3. Defendant no.4 has filed written statement supporting the case of the plaintiff. The Wakf Board has pleaded that the plaintiff institution is a Muslim religious public institution all along managed by a Managing Committee represented through its Members/Secretary. The suit property was recorded in the name of the plaintiff institution in Sabik R.O.R. published in 1932 in "Sthitiban" status and the property was surveyed and notified as Wakf property vide the Gazette notification in the year 1968. The plaintiff institution being a minor the property was in khas possession of Wahab Manawar, who was a mutawalli. It is further pleaded under the Mohammedan law a mutawalli is merely a Manager of the institution and he cannot alienate the wakf property without prior sanction of the Kazi or the District Judge or the Wakf Board, as the case may be. Since Wahab Manawar alienated property without prior sanction from competent authority, sale deed in question is void, illegal and inoperative in law. The defendant no.4, therefore, prayed that the suit of the plaintiff be decreed.
4. Defendants 1 to 3 have filed a joint written statement denying the averments made by the plaintiff that the suit property is a wakf property. They specifically pleaded that the suit property was recorded in the name of Wahab Manawar in the Sabik R.O.R. of 1931, who had occupancy right over the same. At the time of his marriage Wahab Manawar gifted suit land to his wife Nazimum Nissa Bibi and thereafter resided there peacefully. Due to legal necessity Wahab Manawar and his wife sold the suit land to defendants 1 to 3 by executing sale deed no.1564 dated 06.03.1960 and delivering possession thereof. After purchase defendants 1 to 3 constructed a single storied house in the year 1965 and possessed the land openly, peacefully and uninterruptedly to the knowledge of all including the plaintiff. On 21.06.1983 defendants 1 to 3 made a division of the suit property among themselves by registered deed of partition. The defendant no.1 constructed a three storied building of his share of property with approval of plan from the Cuttack Development Authority on dated 21.01.1992. Thus, defendants 1 to 3 on the basis of their long possession beyond statutory period have acquired title over the suit land by adverse possession. The contesting defendants also raised objections as to the maintainability of the suit land on the ground of limitation.
5. The defendant no.5 pleaded that he has purchased the suit land from defendant no.1. He filed a separate written statement supporting the sale in his favour on 18.02.2005.
6. On such pleadings, the learned Tribunal cast as many as thirteen issues and addressed itself to decide questions like maintainability of the suit, existence of cause of action, limitation, jurisdiction of the Tribunal, valuation of the suit, non-joinder of necessary parties, adverse possession.
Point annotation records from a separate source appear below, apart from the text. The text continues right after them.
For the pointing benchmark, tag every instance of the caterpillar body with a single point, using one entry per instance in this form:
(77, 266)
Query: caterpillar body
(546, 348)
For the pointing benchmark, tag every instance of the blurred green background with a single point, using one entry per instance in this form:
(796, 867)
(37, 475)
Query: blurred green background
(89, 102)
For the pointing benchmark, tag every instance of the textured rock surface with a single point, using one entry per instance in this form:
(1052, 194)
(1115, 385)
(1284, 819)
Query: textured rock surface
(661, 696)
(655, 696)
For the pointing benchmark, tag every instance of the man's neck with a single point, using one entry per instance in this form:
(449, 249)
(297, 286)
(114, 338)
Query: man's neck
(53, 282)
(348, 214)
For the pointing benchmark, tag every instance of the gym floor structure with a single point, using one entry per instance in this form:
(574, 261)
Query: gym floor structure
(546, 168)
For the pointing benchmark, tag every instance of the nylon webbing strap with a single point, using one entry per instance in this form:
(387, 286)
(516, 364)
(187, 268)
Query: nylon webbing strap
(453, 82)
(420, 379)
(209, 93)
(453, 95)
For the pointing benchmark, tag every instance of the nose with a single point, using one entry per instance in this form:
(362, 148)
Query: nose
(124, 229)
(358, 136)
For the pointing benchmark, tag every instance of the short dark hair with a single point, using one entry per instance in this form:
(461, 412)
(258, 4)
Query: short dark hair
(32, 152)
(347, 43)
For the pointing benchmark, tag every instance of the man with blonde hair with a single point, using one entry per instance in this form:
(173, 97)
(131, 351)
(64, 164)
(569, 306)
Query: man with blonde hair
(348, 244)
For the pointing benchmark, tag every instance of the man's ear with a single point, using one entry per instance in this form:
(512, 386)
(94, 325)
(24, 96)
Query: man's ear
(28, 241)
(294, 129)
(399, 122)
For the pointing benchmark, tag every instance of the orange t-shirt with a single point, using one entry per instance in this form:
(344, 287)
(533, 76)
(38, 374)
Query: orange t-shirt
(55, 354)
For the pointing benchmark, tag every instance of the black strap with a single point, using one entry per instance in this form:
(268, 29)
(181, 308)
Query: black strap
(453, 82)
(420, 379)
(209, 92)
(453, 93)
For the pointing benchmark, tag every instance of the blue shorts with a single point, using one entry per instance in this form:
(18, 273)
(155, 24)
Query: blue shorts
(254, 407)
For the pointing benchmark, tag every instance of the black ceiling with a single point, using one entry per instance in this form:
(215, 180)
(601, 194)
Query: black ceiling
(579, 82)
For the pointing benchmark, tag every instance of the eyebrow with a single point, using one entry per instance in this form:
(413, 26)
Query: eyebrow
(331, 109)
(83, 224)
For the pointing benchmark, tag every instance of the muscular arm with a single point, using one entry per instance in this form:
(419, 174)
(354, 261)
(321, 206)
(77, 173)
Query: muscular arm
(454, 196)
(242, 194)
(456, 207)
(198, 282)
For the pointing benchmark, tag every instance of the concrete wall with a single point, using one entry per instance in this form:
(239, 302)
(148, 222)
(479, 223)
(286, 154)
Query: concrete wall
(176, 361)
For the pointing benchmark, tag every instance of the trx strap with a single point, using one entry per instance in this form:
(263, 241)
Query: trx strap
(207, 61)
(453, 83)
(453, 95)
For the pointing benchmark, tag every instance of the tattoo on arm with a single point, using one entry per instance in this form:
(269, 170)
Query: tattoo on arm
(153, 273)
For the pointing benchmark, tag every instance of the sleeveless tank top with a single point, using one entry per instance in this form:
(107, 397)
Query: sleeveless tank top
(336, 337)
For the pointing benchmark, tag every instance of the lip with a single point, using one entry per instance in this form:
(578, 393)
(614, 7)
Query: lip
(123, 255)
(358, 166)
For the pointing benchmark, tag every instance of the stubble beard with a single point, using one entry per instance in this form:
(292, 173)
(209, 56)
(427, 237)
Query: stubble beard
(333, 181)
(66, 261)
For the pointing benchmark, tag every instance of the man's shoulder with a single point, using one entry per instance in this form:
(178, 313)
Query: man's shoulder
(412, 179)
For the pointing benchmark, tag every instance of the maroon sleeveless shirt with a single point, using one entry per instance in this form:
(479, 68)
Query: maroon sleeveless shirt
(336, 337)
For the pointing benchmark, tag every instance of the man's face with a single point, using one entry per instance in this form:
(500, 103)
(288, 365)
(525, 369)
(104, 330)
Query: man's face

It also framed issues to determine whether the suit property is wakf property, whether the respondents 1 to 3 have any manner of right, title, interest or possession of the suit land, whether the applicant is entitled to relief of recovery of possession and whether the sale deed in questions are illegal and void and if the relief prayed for can be granted in favour of the plaintiff.
7. The learned Tribunal deciding issue no.7 has come to the finding that the suit property is a wakf property. Learned Tribunal further held that it has jurisdiction to decide the suit and the suit is maintainable. He further held that Wahab Manawar was a sikkim tenant in respect of the suit schedule property but he had no saleable interest in the suit property and hence, the sale deed executed by him and his wife is void. On the question of adverse possession, the Tribunal held that the defendant had not acquired right over the suit property by adverse possession. Taking note of Section 107 of the Wakf Act, 1995, learned Tribunal has held that the Limitation Act is not applicable to the suit relating to recovery of possession of immovable property comprised in any wakf and hence, he held that the suit is not barred by limitation. Thus, holding the learned Tribunal decreed the suit on contest against the defendants 1 to 3 and 5 and on admission against the defendant no.4. Such decree is under challenge in this revision.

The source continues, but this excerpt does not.